昔々、あるところに芝刈りに熱心なおじいさんと健やかなおばあさんがいました。おじいさんはいつものように山に芝刈りに出かけなければなりませんでした。わしの他に誰が芝を刈る者がおろうか。わしの他にいったいどこの誰が刈るじゃろうか。しばしおじいさんは考えてみましたが、おじいさんはわしをおいて他にないという結論に行き着くのでした。わしが芝刈りに費やした時間や努力といったものは、その報酬に見合うものだったろうか。とおじいさんはまた別の自問自答を抱えながら芝刈りに出かけて行きました。おばあさんは清く正しく川に洗濯に出かけました。
どんぶらこ♪
どんぶらこ♪
おばあさんが川で洗濯をしていたところ、上流から何やらかわいげなものが流れてきました。
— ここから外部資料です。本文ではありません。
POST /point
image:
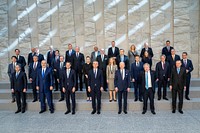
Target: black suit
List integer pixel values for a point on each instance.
(102, 66)
(178, 81)
(19, 83)
(111, 54)
(77, 65)
(33, 74)
(69, 82)
(95, 83)
(21, 60)
(162, 74)
(149, 50)
(148, 92)
(122, 84)
(188, 66)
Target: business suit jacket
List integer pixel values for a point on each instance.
(95, 82)
(166, 52)
(68, 57)
(143, 83)
(33, 73)
(111, 54)
(30, 57)
(69, 83)
(162, 73)
(22, 62)
(77, 63)
(126, 61)
(178, 79)
(20, 82)
(150, 51)
(44, 83)
(135, 71)
(121, 84)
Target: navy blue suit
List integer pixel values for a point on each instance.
(95, 83)
(122, 84)
(44, 84)
(135, 73)
(19, 83)
(33, 74)
(68, 83)
(188, 66)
それはみるみる近づいておばあさんの足下にまでやってきます。まるで近づきたいという意志を持っているようでした。その時、対岸から小舟に乗った鬼が、まるでアスリートのような猛スピードでおばあさんのところへやってきたのです。
「わしが落としたものを知らん?」
おばあさんは、咄嗟にそれを洗濯板の下に隠していたのでした。鬼が何かを落とすなどという話は、聞いたこともありませんでした。
「流れてこんかったと?」
「ええ、何も」
「本当と?」
鬼は魔神のような形相でおばあさんを睨みつけました。その時、川底から突如出現した河童が鬼の足をさらいました。鬼はいなくなりました。おばあさんは心安らかに洗濯板の上にかわいげなものをのせました。
「これはいいデザートができた」
おじいさんの喜ぶ顔が水面にも浮かんできそうでした。